Acte II : l’opposition. Après avoir débauché quelques personnalités de la gauche, dont Bernard Kouchner en bonne forme et belle frime, caracolant dans les sondages, fier de sa popularité mais pitoyable au final car s’il est si populaire, c’est qu’il n’a rien fait dans ce gouvernement et s’est contenté de jouer les piliers de boîte dans cette mise en scène d’un perpétuel Saturday Night avec Sarkozy en John Travolta du discours et disco politicien. Sarkozy va se marier avec une ancienne égérie de la gauche dixit le JDD. Oui et alors ? Schwarzy, le gouverneur républicain de la Californie, est bien marié avec Maria Schriver, une démocrate du clan Kennedy. Mais c’est sûr, ce mariage accompagne élégamment l’enterrement de la gauche et d’un certain PS qui un soir après Louxor, et quelques cris agonisants contre Bolloré, puis les vœux présidentiels, ne donna plus signe de vie politique, excepté quelques fantômes venus hanter les médias d’une mortitude bravitude. Il reste heureusement Fabius, bien en forme sur la 5, et comme par « hasard », l’homme qui a dit non au TCE un soir d’automne 2004.

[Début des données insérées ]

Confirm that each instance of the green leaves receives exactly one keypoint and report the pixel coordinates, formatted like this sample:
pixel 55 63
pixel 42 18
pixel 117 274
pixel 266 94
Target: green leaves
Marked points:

Acte III : les ministres. Le gouvernement est mort et la vie démocratique qui l’accompagnait jusqu’alors. Il est remplacé par une équipe de responsables de secteurs dont le chiffre d’affaires politique sera évalué par un conseil de surveillance et ses audits experts. Les entreprises ont leurs segments d’activité, les ministres leurs domaines de service public avec des critères de réussite mesurables. On se demande bien alors à quoi vont servir les questions parlementaires qui, par les temps d’avant, marquaient de quelques saillies percutantes la vie politique. La démocratie va devenir d’un mortel ennui. Ce n’est pas la couronne des rois qu’il nous faut mais une couronne funéraire, pour chaque mardi et mercredi après-midi, à 15 heures pétantes, décorer notre poste de télévision. Mais tel un phénix ayant organisé les cendres de la République, Sarkozy renaîtra sous les caméras et répondra aux questions des journalistes qui, soyons-en sûrs, sont diablement plus compétents pour les questions de société, que nos parlementaires devenus paillementaires, autrement dit, les hommes de paille de la démocratie.
Acte IV : la morale. Les valeurs sont mortes. En ce jour d’épiphanie, Benoît XVI rappelle à l’intention du monde qu’il n’est ni raisonnable, ni moral, ni acceptable, que quelques-uns, minoritaires sur cette planète, se complaisent dans un luxe arrogant, alors que des milliards d’individus peinent à exister et à subvenir aux besoins élémentaires de leur famille. En ce même jour, on apprend (fausse-vraie info ?) que notre Président a offert à sa promise un bijou griffé Victoire de Castellane, hyper luxe de chez Dior, et en retour, a reçu une montre suisse Philippe Patek, jouet de luxe coûtant au minimum 10 000 euros, auprès duquel une Rolex fait figure de Swatch. Cela ne nous regarde pas. Mais que Sarkozy ne nous donne pas de leçon de morale sur le matérialisme qui corrompt les sociétés et éloigne les individus des biens moraux et spirituels. Cette arrogance ne va pas forcément de pair avec la confiance des Français mais je ne commenterai pas cette non-information sur la baisse de popularité du Président, dont le seul intérêt est de faire causer des gens, payés pour le faire, sur la vie politique, quitte à éloigner les gens des problèmes plus essentiels. Mais paraphrasant Nietzsche, on dira que les médias sont morts et que ce sont les journalistes qui les ont tués ! Et Sarkozy et Carla, « Hérodés » par un voyage en Egypte, de convoler en orgies fastueuses alors que Marysa Bruni, en Salomé de passage, se paya la tête des médias, exécutant telle une diva éprise de son destin de paillettes, une danse face à des médias médusés. Les valeurs sont mortes, qu’on se le dise !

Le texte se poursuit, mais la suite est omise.